The company also unloaded 802,000 common shares for $128.3 million during the same five-day window. While bulls dismiss the volume as a rounding error, focusing solely on the math ignores the seismic shift in narrative. The era of religious accumulation is over.

The Doctrine That Died This Morning

Michael Saylor built Strategy’s equity premium on a singular, unyielding promise: we never sell. That doctrine fused four elements Wall Street prizes in a bull cycle—a scarce asset, a charismatic sponsor, cheap capital, and a reflexive equity premium. Strategy could issue stock or debt, buy Bitcoin, watch its BTC-per-share metric climb, and repeat the cycle.

That flywheel thrived on absolute, unconditional devotion. Today, it became conditional.

The stated catalyst for the sale was routine: funding preferred stock dividend obligations, notably the STRC series. Strategy maintains an $871 to $900 million USD cash reserve for exactly these liabilities. Moreover, management telegraphed this pivot in Q1. CEO Phong Le and Saylor noted that opportunistic sales were on the table if they proved accretive to the BTC-per-share metric. They framed it as active treasury management.

The policy shift is undeniable. The critical question now is how the market reprices a fallen idol.

The Capital Structure Is the Real Story

At current prices, Strategy’s equity market cap hovers around $50.1 billion, trailing the $60.25 billion spot value of its Bitcoin treasury. Bulls point to this 1.20x gross premium in Bitcoin’s favor as evidence of a generational buying opportunity.

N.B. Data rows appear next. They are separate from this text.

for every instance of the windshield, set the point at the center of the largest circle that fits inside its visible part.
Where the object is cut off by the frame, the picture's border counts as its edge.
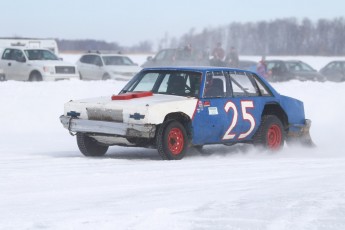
(40, 55)
(117, 60)
(172, 82)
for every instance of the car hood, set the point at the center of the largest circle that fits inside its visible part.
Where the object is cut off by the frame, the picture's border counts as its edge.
(145, 110)
(51, 63)
(123, 68)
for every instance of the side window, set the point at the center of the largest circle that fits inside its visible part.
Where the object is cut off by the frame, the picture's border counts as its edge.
(87, 59)
(7, 55)
(243, 85)
(264, 91)
(147, 83)
(215, 84)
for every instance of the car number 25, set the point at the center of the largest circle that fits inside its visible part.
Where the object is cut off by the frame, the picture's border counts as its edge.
(245, 116)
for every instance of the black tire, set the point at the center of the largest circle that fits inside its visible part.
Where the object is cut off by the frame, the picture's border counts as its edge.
(271, 133)
(106, 76)
(35, 76)
(172, 141)
(89, 146)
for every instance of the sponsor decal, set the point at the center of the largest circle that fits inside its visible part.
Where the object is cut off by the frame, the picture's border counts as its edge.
(137, 116)
(212, 111)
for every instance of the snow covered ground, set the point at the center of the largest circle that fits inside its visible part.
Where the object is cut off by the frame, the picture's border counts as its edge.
(45, 183)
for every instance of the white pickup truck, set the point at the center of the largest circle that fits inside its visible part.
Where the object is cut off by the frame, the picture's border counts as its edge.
(35, 64)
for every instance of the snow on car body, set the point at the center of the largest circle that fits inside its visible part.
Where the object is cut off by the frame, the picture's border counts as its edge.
(174, 108)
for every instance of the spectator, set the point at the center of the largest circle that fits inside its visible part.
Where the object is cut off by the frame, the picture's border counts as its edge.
(261, 68)
(232, 58)
(218, 56)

They are looking at the wrong ledger.

When you strip away the liabilities—roughly $6.7 billion in convertible notes and $15.5 billion in preferred stock notional—the adjusted NAV collapses to approximately 0.78x of the market cap. MSTR is not a pristine Bitcoin vault. It is a highly leveraged vehicle with senior and quasi-senior claims sitting ahead of common equity.

The underlying mechanics are showing strain. Annual financing costs have reportedly swelled to $1.488 billion. The cash reserve now covers just 18.1 months of obligations, slipping below the company’s 24-month target. Most tellingly, STRC preferred shares recently traded below par, souring the appetite for new preferred issuance. Selling Bitcoin was simply the path of least resistance. That is not sophisticated treasury management; it is the sound of a flywheel losing momentum.

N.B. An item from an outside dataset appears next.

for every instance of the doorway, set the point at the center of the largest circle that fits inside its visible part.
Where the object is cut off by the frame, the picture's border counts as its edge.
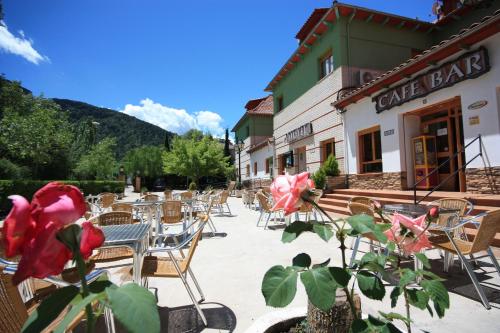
(301, 156)
(444, 122)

Even as marginal efficiency wanes, the capital-markets engine remains central. Strategy just filed to expand its fundraising capacity by a staggering $21 billion each across MSTR equity and STRC preferred.

A Repriced Reality for Smart Money

The bulls are right about the facts, but wrong about the implications. Thirty-two Bitcoin is financially irrelevant, and management is acting rationally. However, investors aren't repricing a balance sheet; they are repricing credibility. Every future 8-K will be scrutinized for buys, sells, or pauses. The uncertainty inherent in active management introduces a permanent discount that Saylor's old "never sell" mantra explicitly banished.

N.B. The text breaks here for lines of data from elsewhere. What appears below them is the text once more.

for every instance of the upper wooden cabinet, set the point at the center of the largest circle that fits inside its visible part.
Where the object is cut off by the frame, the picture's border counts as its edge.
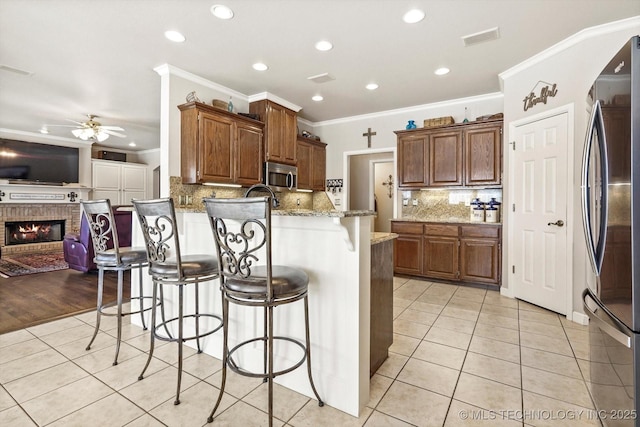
(467, 154)
(281, 131)
(312, 163)
(218, 146)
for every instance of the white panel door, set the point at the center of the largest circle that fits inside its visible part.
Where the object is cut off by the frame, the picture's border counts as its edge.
(539, 192)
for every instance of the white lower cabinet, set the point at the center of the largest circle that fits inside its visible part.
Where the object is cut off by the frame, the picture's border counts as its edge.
(118, 181)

Conversely, the bears are right about the symbolism but wrong on the timing. This is not a forced liquidation spiral. Strategy commands immense Bitcoin reserves, robust capital-market access, and strategic flexibility. Calling the top of the vehicle today is premature.

The sharpest trade is structural: long spot BTC, short MSTR on rallies where the stock commands an unjustified premium. MSTR previously offered levered Bitcoin upside with a capital-markets tailwind. Today, it offers levered upside burdened by dilution risk, preferred obligations, and NAV complexity. If Bitcoin rallies, MSTR may lag as the market demands proof of financing accretion. If Bitcoin drops, MSTR will absorb both the underlying asset's drawdown and mounting capital-structure anxiety.

Expect slow multiple compression, not a sudden collapse. Strategy will likely remain a net accumulator, but as a tactical, structured finance vehicle rather than a digital evangelist. The "Bitcoin Treasury Company" has officially shed its religion. Today, it is simply a leveraged funding model.